August is Too-Many-Projects Month

(Tap… tap… tap… is this thing on? Good.)

July was vacation month, where I went on a glorious bike tour of the Oregon/California coast, and learned definitively that I don’t like biking on the side of a highway all day. Don’t worry, I escaped in Coos Bay and took trains and buses between Eugene, Santa Cruz, Berkeley, and SF for a vacation more my speed.

But now that I’m back, August is turning out to be project month. I have 3 great TCS applications to global health in the pipeline, and I have big plans to tell you about them soon. But one mixed blessing about these applications is that people actually want to see the results, like, yesterday!
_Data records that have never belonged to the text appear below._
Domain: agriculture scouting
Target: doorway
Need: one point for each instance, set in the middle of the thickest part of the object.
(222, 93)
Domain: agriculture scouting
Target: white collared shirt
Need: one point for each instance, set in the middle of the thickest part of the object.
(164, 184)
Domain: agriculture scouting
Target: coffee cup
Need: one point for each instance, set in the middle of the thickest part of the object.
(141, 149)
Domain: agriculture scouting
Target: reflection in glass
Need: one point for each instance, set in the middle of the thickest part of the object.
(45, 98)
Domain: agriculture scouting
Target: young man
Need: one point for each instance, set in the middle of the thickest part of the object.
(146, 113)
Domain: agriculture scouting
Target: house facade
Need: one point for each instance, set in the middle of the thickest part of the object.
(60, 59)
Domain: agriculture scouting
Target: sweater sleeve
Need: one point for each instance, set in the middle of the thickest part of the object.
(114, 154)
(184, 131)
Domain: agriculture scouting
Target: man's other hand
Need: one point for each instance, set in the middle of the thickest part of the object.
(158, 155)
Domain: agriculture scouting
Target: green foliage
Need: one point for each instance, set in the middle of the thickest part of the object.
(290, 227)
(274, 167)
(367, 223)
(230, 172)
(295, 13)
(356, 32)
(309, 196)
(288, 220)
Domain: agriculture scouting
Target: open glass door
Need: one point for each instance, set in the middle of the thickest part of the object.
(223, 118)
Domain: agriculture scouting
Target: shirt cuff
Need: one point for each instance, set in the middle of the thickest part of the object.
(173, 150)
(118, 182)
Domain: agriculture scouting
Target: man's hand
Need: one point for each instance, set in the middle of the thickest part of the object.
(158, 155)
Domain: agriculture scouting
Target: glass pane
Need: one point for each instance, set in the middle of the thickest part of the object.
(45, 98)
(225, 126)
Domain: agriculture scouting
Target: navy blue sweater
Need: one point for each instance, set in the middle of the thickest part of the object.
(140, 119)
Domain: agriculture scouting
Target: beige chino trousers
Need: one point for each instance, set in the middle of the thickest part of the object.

So first I have to deal with the results, and then I can write papers and blogs about the techniques.

Since Project Month is a little over-booked with projects, I’m going to have to triage one today. You’ve heard of the NetFlix Challenge, right? Well, github.com is running a smaller scale recommendation contest, and I was messing around with personal page rank, which seems like a fine approach for recommending code repositories to hackers. I haven’t got it working very well (best results, 15% of holdout set recovered), but I was having fun with it. Maybe someone else will take it up, let me know if you get it to work; networkx + data = good times.

    f = open('download/data.txt')
    for l in f:
        u_id, r_id = l.strip().split(':')
        G.add_edge(user(u_id), repo(r_id))

[get the code]

2 Comments

Filed under combinatorial optimization, software engineering, TCS

2 responses to “August is Too-Many-Projects Month

  1. My first attempts at the contest were along these lines ( I used NetworkX and it’s eigenvector centrality measure for the first rev ) and yielded similar results. The matrix is just too sparse; not enough edges in the graph.

    Here are some notes on my observations:

    http://www.asciiarmor.com/post/163265720/lessons-learned-from-the-github-recommender-contest

    -ryan

  2. Interesting plots and interesting observation, Ryan. It definitely makes me want to mess around with the PPR some more. If the matrix is too sparse, then how about a little “coarsening”? Just when I thought I was out… I’ll at least see how this thing scores with the current code.